New York City has given the world many things like hot dogs, teddy bears, Twinkies, Broadway musicals, toilet paper, Mr. Potato Head, and black and white cookies. Believe it or not, you can add some of the most famous Christmas traditions to that list. Cozy up with some gingerbread and hot cocoa, and get ready to learn about the history of Christmas in the city more festive than the North Pole itself.
1. Early 18th century New Yorkers reinvented the Christmas season.
Example #1: John Pintard, one of the founders of the New York Historical Society, which chose St. Nicholas as their patron saint, made him the official patron saint of New York.
Example #2: Pintard’s brother-in-law, Washington Irving, wrote a hit book titled “Diedrick Knickerbocker’s History of New York.” In this book, he explained that it was Santa Claus who told the Dutch to settle on Manhattan Island. He also started the rumor that “Sinterklaes” could disappear by touching his nose and escaping through your chimney.
Example #3: Clemet Moore is credited with the poem “A Visit From St. Nicholas.” His home on 21st street is where the world’s first Christmas Eve Santa sighting took place. Besides giving the reindeer their names, Moore moved Santa's trip from his feast day on December 6 to the night before Christmas -- Christmas Eve -- creating the link between Santa and JC himself.
2. The New York Sun proved that there is a Santa Claus in 1897 when an editor answered a letter from a little girl, to which he replied, "Yes Virginia, there is a Santa Claus."
3. O. Henry wrote the classic Christmas story of sacrifice “The Gift of the Magi" in the second booth from the front in Pete's Tavern on Irving Place.
4. During the worst years of the Depression, workers building Rockefeller Center chipped in a put up a Christmas tree to celebrate the season. Eighty-six years later, this custom is still carried on with celebrities like Mariah Carey and Justin Bieber providing entertainment and beloved news anchor Al Roker.

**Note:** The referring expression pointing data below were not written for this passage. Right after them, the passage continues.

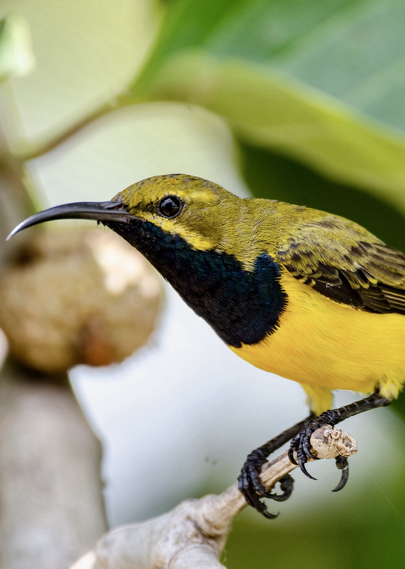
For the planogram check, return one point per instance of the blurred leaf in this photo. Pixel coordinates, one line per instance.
(273, 176)
(16, 56)
(284, 73)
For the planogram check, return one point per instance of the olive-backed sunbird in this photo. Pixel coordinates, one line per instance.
(307, 295)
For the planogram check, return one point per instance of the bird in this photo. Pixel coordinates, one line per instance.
(305, 294)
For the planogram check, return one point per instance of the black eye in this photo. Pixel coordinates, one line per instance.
(170, 206)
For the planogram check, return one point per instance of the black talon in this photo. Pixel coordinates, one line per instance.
(342, 464)
(249, 482)
(286, 486)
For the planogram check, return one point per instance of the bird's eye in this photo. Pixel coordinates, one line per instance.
(170, 206)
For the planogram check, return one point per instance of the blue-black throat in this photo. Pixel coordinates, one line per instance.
(242, 307)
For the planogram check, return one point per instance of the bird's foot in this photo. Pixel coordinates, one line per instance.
(301, 445)
(252, 489)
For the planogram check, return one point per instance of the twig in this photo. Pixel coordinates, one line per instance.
(193, 535)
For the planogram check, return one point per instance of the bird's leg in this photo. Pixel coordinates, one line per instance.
(301, 442)
(249, 478)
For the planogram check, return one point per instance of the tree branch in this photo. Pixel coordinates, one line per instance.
(194, 533)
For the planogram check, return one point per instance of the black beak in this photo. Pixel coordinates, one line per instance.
(100, 211)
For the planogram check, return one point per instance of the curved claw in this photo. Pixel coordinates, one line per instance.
(286, 486)
(291, 456)
(343, 465)
(301, 464)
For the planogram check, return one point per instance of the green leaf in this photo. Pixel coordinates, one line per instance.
(16, 56)
(297, 76)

5. Irving Berlin, a Jewish New Yorker from the Lower East Side of Manhattan, wrote the greatest Christmas song ever “White Christmas."
6. The town where one of the most acclaimed films ever made, "It’s A Wonderful Life” was set was based on the real town of Bedford, just outside of NYC. Seneca Falls can claim they are the real Bedford Falls all they want, but I thought I saw road signs in the movie pointing to Katonah and Chappaqua… both a short cab ride from Bedford.
7. And once again, New York not only proved that there is a Santa Claus, but we learned that he’s a seasonal worker at Macy’s when he is not busy with his day job on Christmas Eve in “Miracle on 34th Street.” I understand the working title was “Miracle in Des Moines,” but it didn’t quite have that special ring to it.
8. Rankin & Bass, headquartered in NYC, not only gave us our Christmas heroes like Rudolph, Frosty, and the Little Drummer Boy, but also the villainous Abdominal Snowman, Heat Mizer and the Burgermeister Meisterburger.
9. New York City television station PIX Channel 11 invented the Yule Log, the world’s first .GIF and virtual Christmas experience.
10. Lastly, modern movies like “Home Alone” and “Elf” showed both the loneliness and the magic of Christmas in New York.
Without New York City, it can be safe to say that Christmas would not be the same as it is now. And for that, I'm forever thankful.